I got us ensconced in the nearest house and I searched for such food as the Vermin had not taken. I buried Shon, too. I found a hand cart and I dragged him to the Academy, where there was a green open space for him. It would be a good place for him to lie, a single corpse in the city’s heart turning the place from a cenotaph to a huge and majestic tomb for a criminal lawyer. Perhaps in future ages, if there are future ages, some archaeologist will disinter his bones and judge him a king of times past, to have been buried so.

I buried him before the Grand Memorial, which became his headstone. Digging a hole of the requisite proportions and then filling it in was surprisingly hard and lengthy work. At the end of it I wanted to say a few words, just for my own peace of mind. I wanted to say that he was a friend, that he had died in a good cause, he had lived a full life, all of those platitudes. In the end I said nothing. I knew what he was, and he knew what he was, and God, if He yet lives and cares, knows what he was.

That got me thinking about posterity, or lack of same.

Hermione, not really trusted by or trusting us, hauled herself off to a room of her own as soon as she was able, leaving Peter and Kiera alone together to further their acquaintance. I was aware of the fact as one might be of a constant, mild toothache.

I saw several Macathars, and could still not comprehend what they were doing. I wondered if they even linked the structures with my almost-vanished kind. They paid me no heed and I was never sure enough of them not to stay still or take cover when they strode into view.

When we had enough food stockpiled to last two weeks, I declared, “I am going to the Authority chambers.”

Peter raised his eyebrows. He and Kiera were playing chess with a beautifully moulded set I had found. Kiera kept winning; she cheated better than he did.

“The Governor of the Island has a mirror that he can use to talk to the President,” I said. “I have seen it myself. I’m going to talk to him.”

“If you think that you owe him anything,” Kiera said.

“They need to know what has happened here,” I decided. “Besides, I thought we were all still planning to go back. It will change the tone of our welcome if we come back as witnesses and survivors, rather than escaped prisoners and a deserting Warden.”

“I suppose there’s not much left in Shadrapar for us,” she agreed. Peter was staring at the chessboard. While Kiera was talking to me he reached out to subtly reposition one of her pieces and she told him to stop it.

“Does anyone want a souvenir of the presidency?” I enquired. “For that matter, if I find the chain and the coronet, does anyone want to be the president? We can declare ourselves the new Authority.”

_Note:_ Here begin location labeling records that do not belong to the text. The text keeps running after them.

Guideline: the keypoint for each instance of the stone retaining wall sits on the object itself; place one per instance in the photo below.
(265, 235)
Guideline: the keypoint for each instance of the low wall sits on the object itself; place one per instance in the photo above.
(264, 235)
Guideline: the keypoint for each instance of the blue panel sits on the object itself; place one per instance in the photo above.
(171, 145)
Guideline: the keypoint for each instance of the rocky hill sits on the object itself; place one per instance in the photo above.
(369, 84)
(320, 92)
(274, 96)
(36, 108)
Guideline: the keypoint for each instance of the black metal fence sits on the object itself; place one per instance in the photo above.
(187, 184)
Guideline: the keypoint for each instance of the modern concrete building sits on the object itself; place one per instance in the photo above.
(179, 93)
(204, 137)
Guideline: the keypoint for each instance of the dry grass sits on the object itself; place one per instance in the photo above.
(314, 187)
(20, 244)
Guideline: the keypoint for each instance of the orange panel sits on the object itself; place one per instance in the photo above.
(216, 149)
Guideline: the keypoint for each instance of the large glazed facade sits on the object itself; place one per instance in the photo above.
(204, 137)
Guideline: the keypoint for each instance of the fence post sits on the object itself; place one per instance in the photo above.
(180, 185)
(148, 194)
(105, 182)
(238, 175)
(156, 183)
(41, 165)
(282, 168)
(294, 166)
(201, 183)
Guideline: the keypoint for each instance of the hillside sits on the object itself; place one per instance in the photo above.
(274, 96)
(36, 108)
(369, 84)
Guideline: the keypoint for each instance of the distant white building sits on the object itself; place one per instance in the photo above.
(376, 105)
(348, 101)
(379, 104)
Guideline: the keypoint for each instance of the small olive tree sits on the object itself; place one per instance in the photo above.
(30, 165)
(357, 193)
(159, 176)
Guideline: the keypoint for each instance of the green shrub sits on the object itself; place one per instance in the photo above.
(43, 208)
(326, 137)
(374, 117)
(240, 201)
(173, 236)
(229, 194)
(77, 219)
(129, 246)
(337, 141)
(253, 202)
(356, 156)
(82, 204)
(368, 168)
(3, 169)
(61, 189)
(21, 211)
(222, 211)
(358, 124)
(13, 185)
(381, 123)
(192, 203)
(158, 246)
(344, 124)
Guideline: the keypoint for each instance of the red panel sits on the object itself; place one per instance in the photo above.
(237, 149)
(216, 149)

“On balance, I think politics has done enough harm for one lifetime,” Kiera decided.

*

The only part of the Authority buildings I was familiar with was the part near the docks, where they kept prisoners. Everyone knew where the Authority met, though, and where the president had his offices. I was gambling that the mirror was an official tool of office rather than a private toy of Harweg himself.

The doors to the Authority chambers were wide open. Strangely, it made the place feel more occupied, rather than less. One could imagine an official bustling out at any moment, three books clamped under his arm.

As I came to the door I flushed out two Vermin that darted out under my very nose. One had been wearing a councilman’s robe in great, ill-fitting folds. The other had been clutching a musket, which was an ugly trend. Whether or not they were brute animals incapable of thought, I reckoned they could work out how to pull a trigger.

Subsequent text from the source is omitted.